Röttingen
Eliza Doolittle spielt Trompete

Frankenfestspiele Röttingen: Knut Weber inszeniert "My Fair Lady" mit Antje Rietz in der Hauptrolle

30.06.2017 | Stand 02.12.2020, 17:51 Uhr

Wo Antje Rietz ist, da ist auch eine Trompete. Als Eliza Doolittle ist die Schauspielerin in Röttingen zu sehen. - Foto: Gura

Röttingen (DK) Als überhaupt erstes Musical in der Geschichte der damaligen Festspiele Röttingen, die bis ins Jahr 1984 zurückreicht und die nun in der fünften Spielzeit als Frankenfestspiele Röttingen firmieren, wurde 2005 "My Fair Lady" aufgeführt. Jetzt ist dieses 1956 in New York uraufgeführte Musical wieder im Hof von Burg Brattenstein zu sehen.

Die Inszenierung der von Alan Jay Lerner nach George Bernard Shaws "Pygmalion" geschriebenen Geschichte, die Frederick Loewe vertont hat, besorgte der Ingolstädter Intendant Knut Weber, der heuer die Frankenfestspiele leitet.

Durfte nach der deutschen Erstaufführung, die 1961 im Berliner Theater des Westens als Kopie der Broadway-Produktion gezeigt wurde, "My Fair Lady" von keinem anderen deutschen Theater eigenständig produziert werden, so sind diese vertraglichen Schranken seit 1966 gefallen. Seither erfreut sich das Werk landauf und landab in den verschiedensten Versionen ständiger Beliebtheit. In Röttingen wartet man mit einer Neuerung auf: Eliza Doolittle spielt Trompete.
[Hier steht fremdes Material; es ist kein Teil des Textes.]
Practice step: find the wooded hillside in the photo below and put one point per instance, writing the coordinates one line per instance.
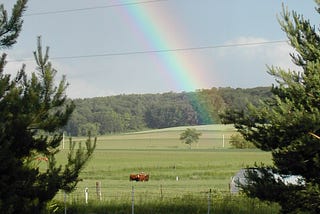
(134, 112)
Ein roter Vorhang teilt die von Charlotte Labenz und Simone Manthey gestaltete Bühne. Dahinter sind im Wesentlichen die Interieur-Szenen angesiedelt, davor die im Freien spielenden. Eine mit einem roten Läufer belegte Freitreppe ist der Blickfang hinter dem Vorhang. Dazu kommen Möbel- und Versatzstücke, ein Schreibtisch für Henry Higgins, ein Sofa für Oberst Pickering, Grammophone für den Phonetik-Unterricht, weiße Gartenstühle und Zimmerpflanzen im Wintergarten von Mrs. Higgins und noch einiges mehr. Vor dem Vorhang markieren Obstkisten, ein Fass und eine Feuerstelle den Markt. Gespielt wird aber auch zwischen den Besuchern im Hof, und gelegentlich wird auch die Burg Brattenstein ins Geschehen mit einbezogen.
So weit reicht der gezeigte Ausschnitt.